The documentation and code in this repository are based on uasyncio version 2.0, which is the version on PyPi and in the official micropython-lib. This requires firmware dated 22nd Feb 2018 or later. Use of the stream I/O mechanism requires firmware after 17th June 2018.

See tutorial for installation instructions.

These notes are intended for users familiar with asyncio under CPython.

The MicroPython language is based on CPython 3.4. The uasyncio library supports a subset of the CPython 3.4 asyncio library with some V3.5 extensions. In addition there are non-standard extensions to optimise services such as millisecond level timing and task cancellation.
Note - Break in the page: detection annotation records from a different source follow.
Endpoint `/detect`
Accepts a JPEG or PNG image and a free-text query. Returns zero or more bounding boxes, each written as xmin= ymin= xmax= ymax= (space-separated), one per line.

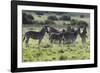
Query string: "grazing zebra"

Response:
xmin=79 ymin=27 xmax=87 ymax=44
xmin=23 ymin=26 xmax=48 ymax=47
xmin=64 ymin=28 xmax=80 ymax=43
xmin=49 ymin=29 xmax=65 ymax=44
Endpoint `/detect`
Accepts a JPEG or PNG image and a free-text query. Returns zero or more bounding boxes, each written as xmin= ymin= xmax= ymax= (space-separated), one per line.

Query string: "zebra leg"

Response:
xmin=25 ymin=37 xmax=29 ymax=47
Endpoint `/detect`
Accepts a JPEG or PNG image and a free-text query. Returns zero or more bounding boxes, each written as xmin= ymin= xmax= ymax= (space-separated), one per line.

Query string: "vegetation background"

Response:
xmin=22 ymin=10 xmax=90 ymax=62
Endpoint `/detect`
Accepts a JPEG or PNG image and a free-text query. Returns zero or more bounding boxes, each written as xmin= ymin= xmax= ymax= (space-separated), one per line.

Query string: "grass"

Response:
xmin=22 ymin=27 xmax=90 ymax=62
xmin=22 ymin=13 xmax=90 ymax=62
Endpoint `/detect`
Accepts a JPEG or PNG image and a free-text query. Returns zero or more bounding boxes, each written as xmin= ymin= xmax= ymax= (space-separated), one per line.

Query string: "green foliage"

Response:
xmin=22 ymin=27 xmax=90 ymax=62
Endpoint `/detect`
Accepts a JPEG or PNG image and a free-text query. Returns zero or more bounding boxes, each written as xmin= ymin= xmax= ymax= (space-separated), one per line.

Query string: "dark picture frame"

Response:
xmin=11 ymin=1 xmax=97 ymax=72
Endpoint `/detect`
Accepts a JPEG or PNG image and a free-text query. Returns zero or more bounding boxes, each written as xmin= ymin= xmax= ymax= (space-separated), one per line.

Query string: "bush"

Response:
xmin=77 ymin=21 xmax=88 ymax=28
xmin=59 ymin=15 xmax=71 ymax=21
xmin=45 ymin=20 xmax=55 ymax=25
xmin=70 ymin=19 xmax=78 ymax=26
xmin=36 ymin=11 xmax=44 ymax=15
xmin=48 ymin=16 xmax=58 ymax=20
xmin=22 ymin=13 xmax=34 ymax=24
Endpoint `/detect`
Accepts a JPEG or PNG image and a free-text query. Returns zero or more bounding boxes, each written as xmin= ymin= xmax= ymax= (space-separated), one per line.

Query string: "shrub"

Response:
xmin=48 ymin=16 xmax=58 ymax=20
xmin=22 ymin=13 xmax=34 ymax=24
xmin=59 ymin=15 xmax=71 ymax=21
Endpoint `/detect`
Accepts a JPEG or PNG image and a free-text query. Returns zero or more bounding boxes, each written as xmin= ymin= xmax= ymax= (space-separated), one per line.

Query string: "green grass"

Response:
xmin=22 ymin=27 xmax=90 ymax=62
xmin=22 ymin=13 xmax=90 ymax=62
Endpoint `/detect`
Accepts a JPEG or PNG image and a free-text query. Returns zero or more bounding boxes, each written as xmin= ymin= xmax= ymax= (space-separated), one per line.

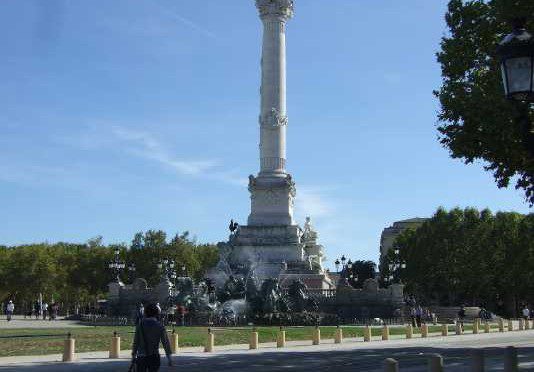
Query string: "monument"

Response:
xmin=218 ymin=0 xmax=334 ymax=289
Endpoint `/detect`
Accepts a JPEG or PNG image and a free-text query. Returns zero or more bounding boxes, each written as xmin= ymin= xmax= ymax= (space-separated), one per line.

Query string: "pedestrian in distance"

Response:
xmin=6 ymin=300 xmax=15 ymax=322
xmin=410 ymin=307 xmax=417 ymax=328
xmin=132 ymin=304 xmax=172 ymax=372
xmin=135 ymin=303 xmax=145 ymax=326
xmin=522 ymin=305 xmax=530 ymax=320
xmin=415 ymin=305 xmax=423 ymax=328
xmin=458 ymin=305 xmax=465 ymax=332
xmin=42 ymin=302 xmax=48 ymax=320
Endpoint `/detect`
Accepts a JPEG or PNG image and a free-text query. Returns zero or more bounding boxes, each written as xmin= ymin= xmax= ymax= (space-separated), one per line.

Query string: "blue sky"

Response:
xmin=0 ymin=0 xmax=529 ymax=264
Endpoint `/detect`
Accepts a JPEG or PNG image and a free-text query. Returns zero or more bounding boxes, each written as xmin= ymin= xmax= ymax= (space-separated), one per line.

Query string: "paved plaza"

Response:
xmin=0 ymin=315 xmax=87 ymax=329
xmin=0 ymin=331 xmax=534 ymax=372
Its design focus is on high performance and scheduling is performed without RAM allocation.

The uasyncio library supports the following Python 3.5 features:

• async def and await syntax.
• Awaitable classes (using __iter__ rather than __await__).
• Asynchronous context managers.
• Asynchronous iterators.
• Event loop methods call_soon and call_later.
• sleep(seconds).

It supports millisecond level timing with the following:

• Event loop method call_later_ms
• uasyncio sleep_ms(time)

uasyncio V2 supports coroutine timeouts and cancellation.

• wait_for(coro, t_secs) runs coro with a timeout.
• cancel(coro) tags coro for cancellation when it is next scheduled.

Classes Task and Future are not supported.

Asynchronous I/O (StreamReader and StreamWriter classes) support devices with streaming drivers, such as UARTs and sockets. It is now possible to write streaming device drivers in Python.

For timing asyncio uses floating point values of seconds. The uasyncio.sleep method accepts floats (including sub-second values) or integers. Note that in MicroPython the use of floats implies RAM allocation which incurs a performance penalty. The design of uasyncio enables allocation-free scheduling. In applications where performance is an issue, integers should be used and the millisecond level functions (with integer arguments) employed where necessary.

The loop.time method returns an integer number of milliseconds whereas CPython returns a floating point number of seconds. call_at follows the same convention.

This library (docs) provides 'micro' implementations of the asyncio synchronisation primitives. CPython docs

It also supports a Barrier class to facilitate coroutine synchronisation.

Coroutine cancellation is performed in an efficient manner in uasyncio. The asyn library uses this, further enabling the cancelling coro to pause until cancellation is complete. It also provides a means of checking the 'running' status of individual coroutines.

A lightweight implementation of asyncio.gather is provided.